Selling sex in legal in New Zealand


Examining the effects

Something like this makes sense to me.

When "Sophie", a medical worker from Christchurch, fell behind on her mortgage payments last year, she found that her job was not paying enough. Her only option was a temporary career change: she became a prostitute.
"I needed money fast so I didn't lose my house," she explains.

A soft-spoken 30-something with a shy smile, Sophie does not look like the stereotypical scarlet woman, even in the low-cut dress she wears at work.

She does not feel like one either. "I don't drink. I don't smoke. I don't do drugs.
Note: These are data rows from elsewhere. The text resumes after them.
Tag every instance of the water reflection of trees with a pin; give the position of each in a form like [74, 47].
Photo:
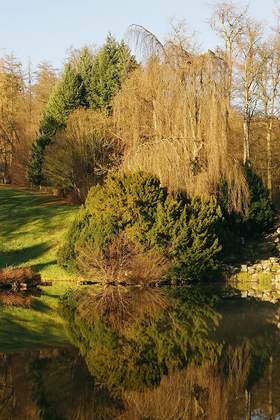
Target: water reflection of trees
[159, 352]
[143, 335]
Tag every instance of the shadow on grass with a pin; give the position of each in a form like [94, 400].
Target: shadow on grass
[23, 255]
[18, 333]
[18, 209]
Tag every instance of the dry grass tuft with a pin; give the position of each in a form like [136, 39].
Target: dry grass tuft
[17, 276]
[15, 299]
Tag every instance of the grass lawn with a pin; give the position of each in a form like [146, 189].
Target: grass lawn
[31, 229]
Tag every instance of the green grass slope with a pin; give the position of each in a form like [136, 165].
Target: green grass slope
[31, 228]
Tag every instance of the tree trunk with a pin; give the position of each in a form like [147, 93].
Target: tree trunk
[269, 157]
[246, 140]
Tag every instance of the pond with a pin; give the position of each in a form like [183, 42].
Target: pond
[145, 353]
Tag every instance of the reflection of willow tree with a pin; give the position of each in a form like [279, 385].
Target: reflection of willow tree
[132, 338]
[52, 385]
[220, 389]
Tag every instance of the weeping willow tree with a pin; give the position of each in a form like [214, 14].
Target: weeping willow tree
[174, 118]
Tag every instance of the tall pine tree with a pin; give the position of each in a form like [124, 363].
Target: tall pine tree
[90, 82]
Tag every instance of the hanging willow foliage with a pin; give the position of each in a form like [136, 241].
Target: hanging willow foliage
[174, 118]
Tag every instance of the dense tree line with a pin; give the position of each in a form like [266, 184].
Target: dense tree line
[204, 125]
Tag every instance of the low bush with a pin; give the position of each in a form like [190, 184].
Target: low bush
[183, 231]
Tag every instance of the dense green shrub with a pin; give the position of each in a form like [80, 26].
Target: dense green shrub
[183, 230]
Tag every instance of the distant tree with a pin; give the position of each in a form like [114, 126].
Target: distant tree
[111, 67]
[87, 81]
[67, 95]
[11, 91]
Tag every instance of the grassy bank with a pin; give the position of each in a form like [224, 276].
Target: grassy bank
[31, 228]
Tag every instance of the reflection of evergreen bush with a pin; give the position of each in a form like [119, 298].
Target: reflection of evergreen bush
[147, 347]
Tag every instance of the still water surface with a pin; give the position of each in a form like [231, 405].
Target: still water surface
[153, 355]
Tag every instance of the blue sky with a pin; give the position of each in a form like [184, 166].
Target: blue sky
[45, 29]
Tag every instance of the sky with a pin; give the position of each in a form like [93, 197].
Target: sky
[44, 30]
I'm a vegetarian," she says, adding that she had qualms about her new job.

But the city centre parlour she joined - basically a pub with a sitting area at the front and bedrooms at the back - was not the drug-fuelled dive she had imagined.

"All the women here are lovely," she says. "We spend a lot of time sitting and talking. I'll stick it out a bit longer."
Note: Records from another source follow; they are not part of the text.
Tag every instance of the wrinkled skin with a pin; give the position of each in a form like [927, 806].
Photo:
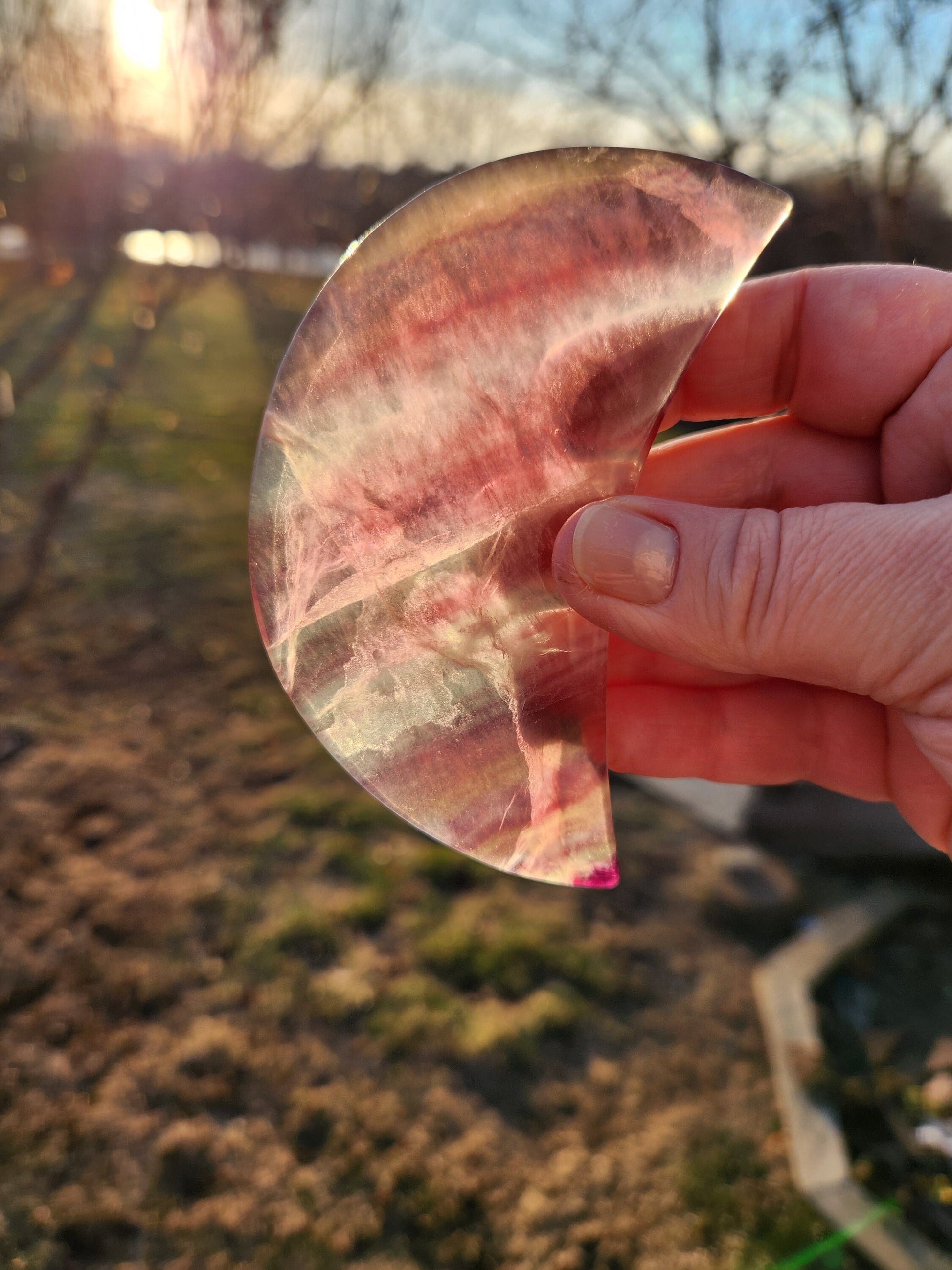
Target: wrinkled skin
[809, 630]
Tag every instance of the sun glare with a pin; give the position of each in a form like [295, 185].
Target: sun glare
[137, 27]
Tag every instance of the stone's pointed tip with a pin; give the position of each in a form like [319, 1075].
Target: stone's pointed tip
[603, 878]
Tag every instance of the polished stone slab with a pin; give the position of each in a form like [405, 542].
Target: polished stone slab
[489, 359]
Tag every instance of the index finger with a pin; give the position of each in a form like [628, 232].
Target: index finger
[840, 348]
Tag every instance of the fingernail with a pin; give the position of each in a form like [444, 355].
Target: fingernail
[621, 553]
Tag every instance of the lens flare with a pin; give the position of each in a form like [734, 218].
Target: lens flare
[137, 27]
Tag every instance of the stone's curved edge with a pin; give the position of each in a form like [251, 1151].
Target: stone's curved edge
[819, 1160]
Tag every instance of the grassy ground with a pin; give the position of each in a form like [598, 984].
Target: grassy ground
[249, 1019]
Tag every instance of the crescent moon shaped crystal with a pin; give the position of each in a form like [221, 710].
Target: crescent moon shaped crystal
[485, 361]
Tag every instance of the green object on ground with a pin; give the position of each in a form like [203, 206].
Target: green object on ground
[838, 1239]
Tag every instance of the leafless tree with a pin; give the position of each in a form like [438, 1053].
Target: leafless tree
[863, 86]
[891, 65]
[701, 75]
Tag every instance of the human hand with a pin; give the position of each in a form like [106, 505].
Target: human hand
[780, 592]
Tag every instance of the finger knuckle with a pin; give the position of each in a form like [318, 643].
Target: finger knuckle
[752, 597]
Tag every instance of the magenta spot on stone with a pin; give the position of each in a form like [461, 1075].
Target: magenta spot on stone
[605, 876]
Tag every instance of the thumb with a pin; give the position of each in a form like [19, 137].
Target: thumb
[853, 596]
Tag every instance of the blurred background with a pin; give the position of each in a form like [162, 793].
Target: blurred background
[247, 1017]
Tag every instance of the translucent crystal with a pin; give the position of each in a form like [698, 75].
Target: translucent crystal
[490, 357]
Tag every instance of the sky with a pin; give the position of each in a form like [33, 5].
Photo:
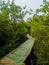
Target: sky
[31, 4]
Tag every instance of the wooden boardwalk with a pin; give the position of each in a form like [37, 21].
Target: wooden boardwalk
[18, 55]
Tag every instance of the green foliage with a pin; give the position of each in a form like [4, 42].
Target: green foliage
[11, 35]
[40, 31]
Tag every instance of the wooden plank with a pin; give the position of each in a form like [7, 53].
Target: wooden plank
[19, 54]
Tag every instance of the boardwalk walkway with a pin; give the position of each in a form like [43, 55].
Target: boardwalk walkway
[18, 55]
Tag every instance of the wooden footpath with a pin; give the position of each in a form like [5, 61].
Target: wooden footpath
[18, 55]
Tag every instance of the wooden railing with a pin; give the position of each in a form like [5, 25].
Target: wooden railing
[19, 55]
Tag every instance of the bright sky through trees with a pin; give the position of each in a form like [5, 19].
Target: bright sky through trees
[31, 4]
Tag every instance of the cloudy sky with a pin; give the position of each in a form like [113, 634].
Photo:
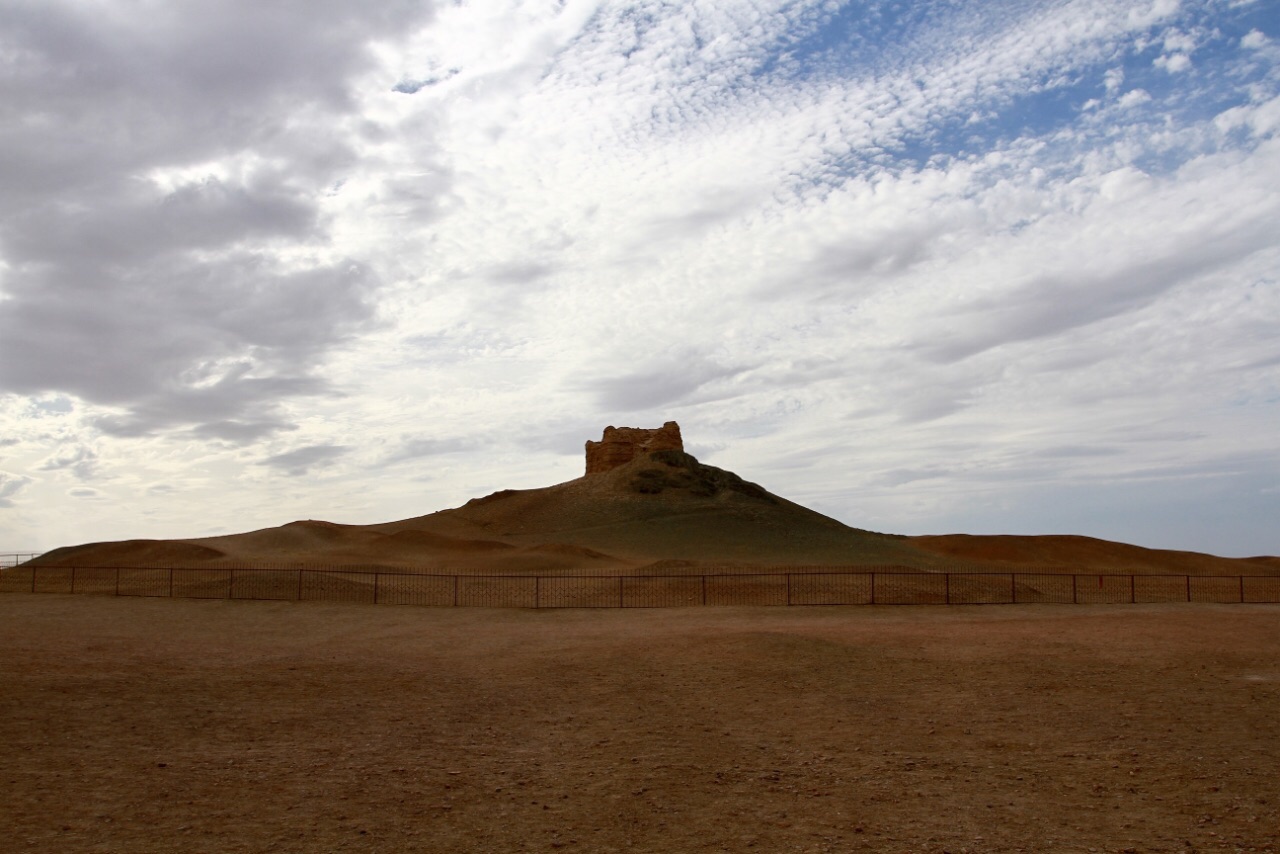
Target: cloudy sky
[923, 265]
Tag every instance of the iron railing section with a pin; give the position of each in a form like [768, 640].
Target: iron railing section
[721, 588]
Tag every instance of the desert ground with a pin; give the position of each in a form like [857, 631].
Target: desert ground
[160, 725]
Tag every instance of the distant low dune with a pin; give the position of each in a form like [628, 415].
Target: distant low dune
[658, 510]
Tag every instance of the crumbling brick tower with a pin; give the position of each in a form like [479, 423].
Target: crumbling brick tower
[620, 446]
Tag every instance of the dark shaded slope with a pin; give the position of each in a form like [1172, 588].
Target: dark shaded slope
[668, 506]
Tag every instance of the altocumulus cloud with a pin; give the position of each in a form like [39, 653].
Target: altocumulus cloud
[1001, 266]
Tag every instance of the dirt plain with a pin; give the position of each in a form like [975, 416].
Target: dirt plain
[161, 725]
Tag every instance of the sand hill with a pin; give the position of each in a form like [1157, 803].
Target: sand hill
[638, 511]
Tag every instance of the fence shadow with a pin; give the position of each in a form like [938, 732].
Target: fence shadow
[851, 587]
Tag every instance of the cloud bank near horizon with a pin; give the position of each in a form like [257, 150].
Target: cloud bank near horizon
[922, 266]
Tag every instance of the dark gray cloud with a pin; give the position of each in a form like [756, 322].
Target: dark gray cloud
[170, 297]
[78, 460]
[661, 383]
[304, 460]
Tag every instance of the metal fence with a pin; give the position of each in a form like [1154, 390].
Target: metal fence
[772, 588]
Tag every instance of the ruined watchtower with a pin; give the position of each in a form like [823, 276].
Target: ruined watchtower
[620, 446]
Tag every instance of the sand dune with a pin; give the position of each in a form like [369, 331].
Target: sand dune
[661, 512]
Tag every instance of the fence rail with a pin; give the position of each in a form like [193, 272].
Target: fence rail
[773, 588]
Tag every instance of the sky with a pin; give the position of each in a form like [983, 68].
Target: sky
[927, 266]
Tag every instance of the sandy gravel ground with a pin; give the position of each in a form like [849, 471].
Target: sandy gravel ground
[167, 725]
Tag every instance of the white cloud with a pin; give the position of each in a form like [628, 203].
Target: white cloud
[406, 259]
[1255, 39]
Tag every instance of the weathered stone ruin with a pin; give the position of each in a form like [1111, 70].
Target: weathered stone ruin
[620, 446]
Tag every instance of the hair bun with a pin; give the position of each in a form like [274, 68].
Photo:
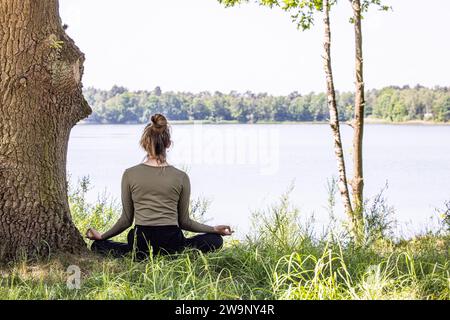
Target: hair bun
[159, 121]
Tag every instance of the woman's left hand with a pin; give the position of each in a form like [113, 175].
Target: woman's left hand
[223, 230]
[93, 234]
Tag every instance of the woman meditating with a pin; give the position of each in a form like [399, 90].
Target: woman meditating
[156, 196]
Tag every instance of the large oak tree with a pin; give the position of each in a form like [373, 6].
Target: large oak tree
[40, 101]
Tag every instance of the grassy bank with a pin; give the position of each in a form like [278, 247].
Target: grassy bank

Vice laws strike me as incredibly silly anyway. They won't stop the behavior, and if no one is hurt, why should it matter?

Look at almost any vice law you like, you'll find that the "problems" associated with that crime are not because of the act itself, but because it is illegal.

In this case, I don't see anything wrong, especially if the ladies are clean and disease free. Pardon, that was incredibly sexist of me. I should have said "especially if the sex workers are clean and disease free." I have no excuse and I have already been yelled at by a guest who was reading my iBook over my shoulder.

More importantly, can you spot a vice law that doesn't have a basis in religion?

It's the difference between mala prohibita laws and mala in se laws again.

Government has lousy morals and worse ethics.